The Church’s ‘Special Call to Women’

BOOK PICK: ‘The Supreme Vocation of Women According to St. John Paul II’

Mary is the epitome of womanhood, which Pope St. John Paul II explained in his teaching. That teaching is the subject of a new book.
Mary is the epitome of womanhood, which Pope St. John Paul II explained in his teaching. That teaching is the subject of a new book. (photo: Sophia Institute Press cropped book cover)

The Supreme Vocation of Women According to St. John Paul II

By Melissa Maleski

Sophia Institute Press, 2020

160 pages, $14.95

To order: ewtnrc.com or (800) 854-6316

 

Have you ever heard the accusation that the Church is misogynistic?

In her new book, Melissa Maleski not only debunks this tired old criticism but adds greatly to the treasury of “what the Church actually professes about the nature and agency of womanhood.” 

Maleski begins by briefly summarizing and then dismissing the truly “scant evidence” that supposedly indicts Catholicism for backwards, anti-woman attitudes. She deftly explains how the Catholic Church, starting with the Founder himself, has always been countercultural toward women, but not until the 20th century has the Church been explicit and voluminous in her teaching about the complementary natures and roles of the two sexes. In particular, the documents of the Second Vatican Council and the writings of Pope John Paul II “stand as a compelling counterargument to the notion that the Church is oppressively patriarchal.” 

But Maleski’s book is not a simple rehashing of John Paul II’s now-classic teachings on women and all the wonderful concepts he introduced to the modern world: the dignity of women, feminine genius, and so on. 

Instead, Maleski zeroes in on one of the most fascinating and enigmatic phrases St. John Paul II ever uttered.

In August 2004, the Pope said Mass in the grotto at Lourdes, France, where Mary had appeared to Bernadette Soubirous. In his homily he said:

“From this grotto I issue a special call to women. Appearing here, Mary entrusted her message to a young girl, as if to emphasize the special mission of women in our own time, tempted as it is by materialism and secularism: to be in today’s society a witness of those essential values which are seen only with the eyes of the heart. To you, women, falls the task of being sentinels of the Invisible!”

At the time, the words “sentinels of the Invisible” went unnoticed. 

Here, Maleski has taken firm hold of this phrase and its profound meaning. 

“‘Sentinels of the Invisible’ is a powerful phrase,” she writes. “But what does it mean? According to the [dictionary], a sentinel is a person who stands guard or watch, ‘especially a soldier standing guard at a point of passage …’ [And] who is the Invisible? God is! ... John Paul II felt that women had the special task of standing sentinel for God and the likeness of Himself that He infused in every human person … [and] that women were not just persons who stood watch over the invisible God but that they were soldiers who stood at the very passage between God and His likeness in mankind.”
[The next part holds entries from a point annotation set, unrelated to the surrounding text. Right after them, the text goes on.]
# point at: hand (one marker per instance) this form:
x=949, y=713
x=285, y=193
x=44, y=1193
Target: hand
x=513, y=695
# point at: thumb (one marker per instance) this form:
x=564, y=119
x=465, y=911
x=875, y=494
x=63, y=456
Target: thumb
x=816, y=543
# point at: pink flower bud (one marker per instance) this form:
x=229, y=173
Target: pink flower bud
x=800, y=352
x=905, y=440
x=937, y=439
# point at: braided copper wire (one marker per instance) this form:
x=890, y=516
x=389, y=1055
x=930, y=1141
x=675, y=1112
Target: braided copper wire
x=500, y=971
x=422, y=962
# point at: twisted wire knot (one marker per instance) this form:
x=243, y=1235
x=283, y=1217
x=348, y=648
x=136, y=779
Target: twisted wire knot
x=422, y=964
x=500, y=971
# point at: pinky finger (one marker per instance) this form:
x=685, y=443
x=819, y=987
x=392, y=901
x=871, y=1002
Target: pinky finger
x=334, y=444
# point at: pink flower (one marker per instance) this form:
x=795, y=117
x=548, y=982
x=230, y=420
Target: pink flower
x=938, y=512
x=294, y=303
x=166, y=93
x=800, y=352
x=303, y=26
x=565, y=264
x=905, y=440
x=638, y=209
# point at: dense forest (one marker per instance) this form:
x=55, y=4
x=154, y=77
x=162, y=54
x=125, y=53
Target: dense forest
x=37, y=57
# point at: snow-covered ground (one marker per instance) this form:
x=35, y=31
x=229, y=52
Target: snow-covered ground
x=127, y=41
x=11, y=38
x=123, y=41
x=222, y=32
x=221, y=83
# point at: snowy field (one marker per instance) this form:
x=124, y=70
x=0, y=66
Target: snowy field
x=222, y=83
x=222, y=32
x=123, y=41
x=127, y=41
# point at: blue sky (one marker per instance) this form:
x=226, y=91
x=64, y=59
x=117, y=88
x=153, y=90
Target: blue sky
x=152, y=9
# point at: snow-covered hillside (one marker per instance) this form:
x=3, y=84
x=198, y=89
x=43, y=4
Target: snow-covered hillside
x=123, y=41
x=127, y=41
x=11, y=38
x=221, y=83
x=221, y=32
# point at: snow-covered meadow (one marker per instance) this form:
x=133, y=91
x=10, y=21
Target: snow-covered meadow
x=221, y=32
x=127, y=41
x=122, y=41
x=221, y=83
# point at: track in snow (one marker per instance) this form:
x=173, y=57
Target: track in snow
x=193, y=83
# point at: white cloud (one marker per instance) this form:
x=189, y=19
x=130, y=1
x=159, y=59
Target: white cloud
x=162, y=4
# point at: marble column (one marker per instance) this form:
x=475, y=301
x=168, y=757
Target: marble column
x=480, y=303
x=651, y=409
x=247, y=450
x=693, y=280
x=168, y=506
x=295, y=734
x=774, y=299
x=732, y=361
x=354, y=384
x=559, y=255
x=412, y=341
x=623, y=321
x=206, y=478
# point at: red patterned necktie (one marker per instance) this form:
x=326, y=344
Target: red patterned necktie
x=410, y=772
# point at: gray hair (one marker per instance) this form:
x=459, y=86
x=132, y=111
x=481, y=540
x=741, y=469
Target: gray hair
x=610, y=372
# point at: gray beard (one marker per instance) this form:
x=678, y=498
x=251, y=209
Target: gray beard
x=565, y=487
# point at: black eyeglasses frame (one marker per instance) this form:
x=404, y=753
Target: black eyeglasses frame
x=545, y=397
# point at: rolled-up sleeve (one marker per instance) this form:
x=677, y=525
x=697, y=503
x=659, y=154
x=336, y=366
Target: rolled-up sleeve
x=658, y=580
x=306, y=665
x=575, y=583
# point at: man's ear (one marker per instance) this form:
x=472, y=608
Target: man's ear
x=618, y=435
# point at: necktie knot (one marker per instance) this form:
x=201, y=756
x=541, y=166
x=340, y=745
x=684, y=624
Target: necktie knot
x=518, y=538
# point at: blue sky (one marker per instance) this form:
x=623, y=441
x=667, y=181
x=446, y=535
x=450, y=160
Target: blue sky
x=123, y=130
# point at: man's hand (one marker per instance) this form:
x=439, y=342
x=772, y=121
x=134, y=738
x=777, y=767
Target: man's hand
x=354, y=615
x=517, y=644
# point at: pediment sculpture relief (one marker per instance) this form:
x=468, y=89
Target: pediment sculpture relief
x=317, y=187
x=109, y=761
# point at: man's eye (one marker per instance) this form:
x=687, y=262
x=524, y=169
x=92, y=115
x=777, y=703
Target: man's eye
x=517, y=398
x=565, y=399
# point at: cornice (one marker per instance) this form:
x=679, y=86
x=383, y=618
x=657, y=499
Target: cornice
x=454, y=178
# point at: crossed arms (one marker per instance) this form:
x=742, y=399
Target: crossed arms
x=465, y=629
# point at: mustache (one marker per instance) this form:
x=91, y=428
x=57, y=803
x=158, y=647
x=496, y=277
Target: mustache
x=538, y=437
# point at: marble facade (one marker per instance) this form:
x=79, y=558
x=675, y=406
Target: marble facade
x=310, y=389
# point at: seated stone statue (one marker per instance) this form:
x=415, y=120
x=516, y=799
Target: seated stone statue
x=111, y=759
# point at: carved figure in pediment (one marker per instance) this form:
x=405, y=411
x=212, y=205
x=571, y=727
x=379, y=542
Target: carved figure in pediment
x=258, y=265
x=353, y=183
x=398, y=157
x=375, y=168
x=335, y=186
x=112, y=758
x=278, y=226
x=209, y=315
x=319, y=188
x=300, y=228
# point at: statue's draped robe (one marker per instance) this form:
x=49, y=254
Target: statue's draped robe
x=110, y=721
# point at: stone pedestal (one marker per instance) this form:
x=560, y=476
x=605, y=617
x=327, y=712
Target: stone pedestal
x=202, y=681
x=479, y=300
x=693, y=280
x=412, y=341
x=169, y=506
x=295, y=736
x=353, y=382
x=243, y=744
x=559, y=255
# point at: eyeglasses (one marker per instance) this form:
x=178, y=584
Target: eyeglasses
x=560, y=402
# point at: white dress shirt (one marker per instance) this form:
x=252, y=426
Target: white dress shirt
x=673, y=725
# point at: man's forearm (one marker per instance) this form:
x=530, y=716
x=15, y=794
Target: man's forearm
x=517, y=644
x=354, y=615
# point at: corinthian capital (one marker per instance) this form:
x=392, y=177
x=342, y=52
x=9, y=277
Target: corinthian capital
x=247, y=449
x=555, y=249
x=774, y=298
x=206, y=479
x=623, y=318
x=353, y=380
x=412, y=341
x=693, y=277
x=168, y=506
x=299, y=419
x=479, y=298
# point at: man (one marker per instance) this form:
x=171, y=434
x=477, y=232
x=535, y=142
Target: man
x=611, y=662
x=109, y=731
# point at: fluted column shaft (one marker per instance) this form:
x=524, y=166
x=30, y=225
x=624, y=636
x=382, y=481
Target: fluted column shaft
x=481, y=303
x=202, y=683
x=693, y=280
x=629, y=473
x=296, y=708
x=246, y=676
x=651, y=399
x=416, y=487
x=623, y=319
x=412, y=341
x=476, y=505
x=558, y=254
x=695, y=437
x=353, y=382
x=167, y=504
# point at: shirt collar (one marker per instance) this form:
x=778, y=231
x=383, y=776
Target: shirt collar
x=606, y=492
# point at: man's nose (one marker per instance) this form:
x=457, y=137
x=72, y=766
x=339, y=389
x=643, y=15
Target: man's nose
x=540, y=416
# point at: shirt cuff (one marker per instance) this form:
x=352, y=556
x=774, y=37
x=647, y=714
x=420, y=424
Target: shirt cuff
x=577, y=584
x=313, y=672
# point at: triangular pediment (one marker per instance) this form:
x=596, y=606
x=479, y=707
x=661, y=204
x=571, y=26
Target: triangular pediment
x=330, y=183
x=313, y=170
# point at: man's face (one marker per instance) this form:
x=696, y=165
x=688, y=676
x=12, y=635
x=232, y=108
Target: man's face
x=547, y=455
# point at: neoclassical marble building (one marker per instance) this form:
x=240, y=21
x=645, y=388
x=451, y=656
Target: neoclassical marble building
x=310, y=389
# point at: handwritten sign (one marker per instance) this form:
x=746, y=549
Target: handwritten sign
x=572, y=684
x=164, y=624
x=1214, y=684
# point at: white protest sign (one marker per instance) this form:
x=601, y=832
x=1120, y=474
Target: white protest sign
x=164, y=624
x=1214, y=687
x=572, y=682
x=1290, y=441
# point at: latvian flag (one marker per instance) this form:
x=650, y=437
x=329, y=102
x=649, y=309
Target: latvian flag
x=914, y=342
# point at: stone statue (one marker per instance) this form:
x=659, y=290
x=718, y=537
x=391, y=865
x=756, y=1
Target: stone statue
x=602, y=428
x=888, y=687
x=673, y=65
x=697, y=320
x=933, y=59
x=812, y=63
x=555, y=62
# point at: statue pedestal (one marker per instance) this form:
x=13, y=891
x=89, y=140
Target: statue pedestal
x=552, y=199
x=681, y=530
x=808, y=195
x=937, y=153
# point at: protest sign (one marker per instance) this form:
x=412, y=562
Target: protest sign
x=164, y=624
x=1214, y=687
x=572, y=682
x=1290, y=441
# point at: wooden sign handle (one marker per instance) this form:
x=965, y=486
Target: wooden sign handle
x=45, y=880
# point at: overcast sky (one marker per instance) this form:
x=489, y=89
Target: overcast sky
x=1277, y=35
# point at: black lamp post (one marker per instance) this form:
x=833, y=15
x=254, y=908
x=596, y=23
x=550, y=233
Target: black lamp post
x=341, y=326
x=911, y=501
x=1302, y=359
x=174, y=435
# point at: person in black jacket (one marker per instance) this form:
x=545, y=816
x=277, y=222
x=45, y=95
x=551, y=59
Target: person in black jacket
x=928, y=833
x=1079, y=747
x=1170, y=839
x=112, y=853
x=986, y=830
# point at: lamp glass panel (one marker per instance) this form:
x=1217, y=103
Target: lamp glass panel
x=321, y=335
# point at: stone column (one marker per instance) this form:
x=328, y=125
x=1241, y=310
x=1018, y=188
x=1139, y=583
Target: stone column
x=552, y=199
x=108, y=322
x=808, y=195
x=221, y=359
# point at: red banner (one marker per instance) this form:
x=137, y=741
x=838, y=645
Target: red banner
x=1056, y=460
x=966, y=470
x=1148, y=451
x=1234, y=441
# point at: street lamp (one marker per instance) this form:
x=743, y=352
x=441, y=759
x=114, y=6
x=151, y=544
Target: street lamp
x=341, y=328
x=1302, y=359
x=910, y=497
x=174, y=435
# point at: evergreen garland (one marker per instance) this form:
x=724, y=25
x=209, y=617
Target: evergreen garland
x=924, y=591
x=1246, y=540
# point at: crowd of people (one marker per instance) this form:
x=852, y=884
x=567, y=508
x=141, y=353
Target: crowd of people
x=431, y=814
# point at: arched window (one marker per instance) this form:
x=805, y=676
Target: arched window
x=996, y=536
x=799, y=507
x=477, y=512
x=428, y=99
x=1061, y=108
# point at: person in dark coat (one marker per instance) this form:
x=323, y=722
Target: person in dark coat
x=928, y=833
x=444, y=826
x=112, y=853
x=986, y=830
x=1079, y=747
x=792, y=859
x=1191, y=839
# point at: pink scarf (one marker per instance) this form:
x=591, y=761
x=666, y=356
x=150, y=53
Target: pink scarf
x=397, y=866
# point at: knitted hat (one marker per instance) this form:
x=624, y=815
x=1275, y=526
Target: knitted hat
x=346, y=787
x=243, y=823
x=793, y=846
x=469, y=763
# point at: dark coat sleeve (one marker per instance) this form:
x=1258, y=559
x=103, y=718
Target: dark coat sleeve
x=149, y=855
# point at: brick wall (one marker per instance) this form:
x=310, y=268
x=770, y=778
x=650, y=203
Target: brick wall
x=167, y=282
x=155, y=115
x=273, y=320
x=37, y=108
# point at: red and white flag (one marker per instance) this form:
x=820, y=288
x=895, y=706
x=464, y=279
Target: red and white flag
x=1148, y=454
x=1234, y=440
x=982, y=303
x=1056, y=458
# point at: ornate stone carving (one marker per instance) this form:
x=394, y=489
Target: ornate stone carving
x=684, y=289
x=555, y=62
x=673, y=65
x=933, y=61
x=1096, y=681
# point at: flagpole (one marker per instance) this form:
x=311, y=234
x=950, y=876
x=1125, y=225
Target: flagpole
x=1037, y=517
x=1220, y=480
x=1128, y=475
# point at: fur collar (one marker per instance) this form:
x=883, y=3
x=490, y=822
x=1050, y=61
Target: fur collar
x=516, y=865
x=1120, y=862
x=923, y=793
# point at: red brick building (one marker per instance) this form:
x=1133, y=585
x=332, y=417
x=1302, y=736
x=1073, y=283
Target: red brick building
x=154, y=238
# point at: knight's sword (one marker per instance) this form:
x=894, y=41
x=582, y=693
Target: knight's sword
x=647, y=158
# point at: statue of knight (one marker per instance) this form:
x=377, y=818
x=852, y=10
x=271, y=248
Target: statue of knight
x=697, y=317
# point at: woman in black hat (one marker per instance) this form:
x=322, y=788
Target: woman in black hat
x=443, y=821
The rest of Maleski’s book is a deep dive into this concept. She covers John Paul II’s teachings on personalism, theology of the body, and complementarity of the sexes; memorable women of the Old and New Testaments; the world-shaking appearance of Mary, the Theotokos; the many saintly women since the time of the early Church; why the serpent targeted Eve, rather than Adam, as the preferred method for causing mankind’s fall from grace; how competition between the sexes is unnatural at its core; and how it is more proper to regard the Church as “She” rather than “It.”

Highly recommended — for women and men!

Clare Walker writes from Westmont, Illinois.